See, those footsteps? They were leading to the urinal. And the brushing? Yeah, it kept going. And was soon accompanied by sounds of a more... tinkling nature.

There are no circumstances that I would ever be under where this kind of multitasking would seem like a reasonable thing to do. I'm trying not to think about the details too much.

I feel like I should apologize for sharing this. But I know there has to be at least one person out there who got a laugh out of it, so apology withheld.

3 Comments:

Greg said...

Definitely no apology needed, that's an astonishing story! I wouldn't multi-task like that myself, but I've seen enough odd behaviours from people that I think that's at the saner end of the 'deranged' scale.

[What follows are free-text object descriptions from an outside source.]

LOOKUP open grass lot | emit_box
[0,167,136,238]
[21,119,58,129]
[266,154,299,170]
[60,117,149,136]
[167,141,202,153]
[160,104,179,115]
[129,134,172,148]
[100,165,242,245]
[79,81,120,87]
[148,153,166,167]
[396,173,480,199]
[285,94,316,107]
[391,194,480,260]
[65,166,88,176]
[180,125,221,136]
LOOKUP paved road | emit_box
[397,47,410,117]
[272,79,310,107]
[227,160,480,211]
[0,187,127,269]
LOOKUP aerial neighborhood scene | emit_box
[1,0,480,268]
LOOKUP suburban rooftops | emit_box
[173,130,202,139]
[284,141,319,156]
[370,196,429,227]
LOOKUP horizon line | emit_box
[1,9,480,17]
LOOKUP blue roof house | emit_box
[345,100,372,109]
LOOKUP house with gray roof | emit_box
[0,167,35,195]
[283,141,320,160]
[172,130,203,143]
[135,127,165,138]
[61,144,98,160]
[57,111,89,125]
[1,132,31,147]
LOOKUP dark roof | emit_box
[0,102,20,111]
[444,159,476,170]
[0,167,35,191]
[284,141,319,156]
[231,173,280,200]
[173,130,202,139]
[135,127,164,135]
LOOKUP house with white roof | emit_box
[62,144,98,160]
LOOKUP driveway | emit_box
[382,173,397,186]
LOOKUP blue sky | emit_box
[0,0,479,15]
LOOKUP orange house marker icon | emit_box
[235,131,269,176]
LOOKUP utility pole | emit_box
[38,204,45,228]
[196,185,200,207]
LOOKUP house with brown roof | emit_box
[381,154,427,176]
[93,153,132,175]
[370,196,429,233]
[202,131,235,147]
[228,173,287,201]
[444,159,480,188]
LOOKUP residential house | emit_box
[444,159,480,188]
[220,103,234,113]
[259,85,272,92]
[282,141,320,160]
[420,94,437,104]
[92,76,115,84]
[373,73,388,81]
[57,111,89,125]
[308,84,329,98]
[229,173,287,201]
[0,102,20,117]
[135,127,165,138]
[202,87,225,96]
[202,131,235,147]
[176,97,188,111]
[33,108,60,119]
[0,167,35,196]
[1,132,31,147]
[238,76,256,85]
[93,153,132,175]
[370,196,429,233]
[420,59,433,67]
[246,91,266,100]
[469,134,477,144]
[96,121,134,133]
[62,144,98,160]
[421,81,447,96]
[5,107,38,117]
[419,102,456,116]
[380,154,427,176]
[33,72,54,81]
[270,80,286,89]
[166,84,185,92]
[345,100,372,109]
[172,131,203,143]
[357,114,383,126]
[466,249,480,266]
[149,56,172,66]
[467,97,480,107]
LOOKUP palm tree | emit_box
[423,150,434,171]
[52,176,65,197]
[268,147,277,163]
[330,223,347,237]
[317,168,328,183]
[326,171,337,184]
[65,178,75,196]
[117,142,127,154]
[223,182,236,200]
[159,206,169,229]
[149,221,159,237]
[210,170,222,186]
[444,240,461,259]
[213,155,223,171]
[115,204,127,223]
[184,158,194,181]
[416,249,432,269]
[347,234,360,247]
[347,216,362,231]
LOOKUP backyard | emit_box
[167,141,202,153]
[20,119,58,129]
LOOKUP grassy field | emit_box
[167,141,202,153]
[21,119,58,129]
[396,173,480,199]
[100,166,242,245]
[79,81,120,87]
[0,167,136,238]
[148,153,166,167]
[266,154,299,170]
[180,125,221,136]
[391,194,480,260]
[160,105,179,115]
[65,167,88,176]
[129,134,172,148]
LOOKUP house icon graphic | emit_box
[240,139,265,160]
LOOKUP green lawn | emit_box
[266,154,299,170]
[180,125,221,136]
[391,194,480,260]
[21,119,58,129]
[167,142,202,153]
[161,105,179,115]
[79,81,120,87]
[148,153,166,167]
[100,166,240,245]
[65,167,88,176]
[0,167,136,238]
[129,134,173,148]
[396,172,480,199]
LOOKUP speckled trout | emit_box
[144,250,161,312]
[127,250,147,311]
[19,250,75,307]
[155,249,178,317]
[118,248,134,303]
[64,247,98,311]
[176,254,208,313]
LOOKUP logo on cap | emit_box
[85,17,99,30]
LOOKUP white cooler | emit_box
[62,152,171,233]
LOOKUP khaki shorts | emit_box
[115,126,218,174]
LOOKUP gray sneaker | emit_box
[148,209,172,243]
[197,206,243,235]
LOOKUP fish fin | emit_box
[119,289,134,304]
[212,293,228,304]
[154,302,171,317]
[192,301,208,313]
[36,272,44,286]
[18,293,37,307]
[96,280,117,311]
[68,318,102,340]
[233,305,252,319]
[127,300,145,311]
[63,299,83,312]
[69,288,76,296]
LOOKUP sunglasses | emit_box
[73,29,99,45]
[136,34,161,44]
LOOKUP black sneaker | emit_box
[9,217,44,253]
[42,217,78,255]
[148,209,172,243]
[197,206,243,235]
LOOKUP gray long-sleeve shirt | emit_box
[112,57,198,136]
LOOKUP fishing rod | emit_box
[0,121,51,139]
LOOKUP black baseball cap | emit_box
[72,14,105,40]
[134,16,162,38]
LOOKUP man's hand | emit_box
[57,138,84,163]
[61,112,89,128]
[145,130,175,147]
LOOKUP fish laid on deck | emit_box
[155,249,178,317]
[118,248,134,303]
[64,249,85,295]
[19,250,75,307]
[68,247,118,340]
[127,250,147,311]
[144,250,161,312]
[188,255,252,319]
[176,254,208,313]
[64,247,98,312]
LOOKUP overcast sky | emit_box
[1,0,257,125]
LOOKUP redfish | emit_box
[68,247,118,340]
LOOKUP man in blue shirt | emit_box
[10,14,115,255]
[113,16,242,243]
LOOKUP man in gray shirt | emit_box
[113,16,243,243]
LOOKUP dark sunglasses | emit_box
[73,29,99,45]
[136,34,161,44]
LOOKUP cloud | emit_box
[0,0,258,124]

Just as a heads-up, I've read the Gift of Fire and really liked it -- I've left a comment for it on your Creative Outlet.

Multitasking

Dr. Septopus peered through the skylight in the bank's roof at the dimly lit gallery below. One of his seven tentacles, the thickest, was coiled around the decorative iron railing that ran around the edge of the roof, ready to support his weight as he lowered himself through the skylight. Another tentacle gripped a glass-cutter, and a third the vacuum plunger that would pull the cut glass up and lay it on the roof. Tentacles four and five were securely tying nylon rope about his waist, six was holding a diver's knife, and the seventh was holding a lit cigarette to calm his nerves.
Dr. Septopus had never tried using all seven tentacles for anything other than running away before. He was finding the mental concentration required for such multitasking difficult.
The nylon rope pulled tightly around his waist making him squeak slightly and his eyes water. The glass cutting tentacle veered sideways, and he tried to pull his third tentacle out of the way of the sharp blade. That was still gripping the vacuum plunger, and with an horrendous cracking sound a large piece of glass broke out of the skylight. Glass dust and lethal shards plummeted and tinkled on the floor below.
Dr. Septopus recoiled from the piece of glass coming towards him and jabbed the diver's knife into the tentacle holding his to the railing. Tentacles flailing wildly and his beak clacking anxiously he plunged through the skylight and landed on the gallery floor with a squelch. His cigarette, still lit, flew from his seventh tentacle and landed in a brown, dry pot plant. As the flames started to lick up the trunk of the plant Dr. Septopus vowed to develop some better coordination skills.

Crazy Mo said...

Marc, that was hilarious! See ... truth IS stranger (and often more interesting) than fiction.

* * *


sort the darks, from the lights, start making plans for dinner
scrub the counter, wash the dishes, dust the living room
slice tomatoes, chop the onions, add softener to the wash
feed the cat, pick up toys, take the garbage out

check for emails, send replies, stir the bubbling sauce
let the cat out, change the litter, write a thank you note
help with homework, kiss a scraped knee, turn the dryer on
set the table, wash small hands, hang the school award

family dinner, share some stories, let the cat back in
clear the table, finish homework, mend some holey socks
one more email, straighten den, supervise the bath
read a story, say a prayer, start again tomorrow

Marc said...

Greg - the return of Dr. Septopus! So excited.

Chaotically great scene - that was some serious multitasking going on there :)

Crazy Mo - haha, glad you enjoyed it :)

And that sounds like one hell of a busy day. Busy... but satisfying, I hope?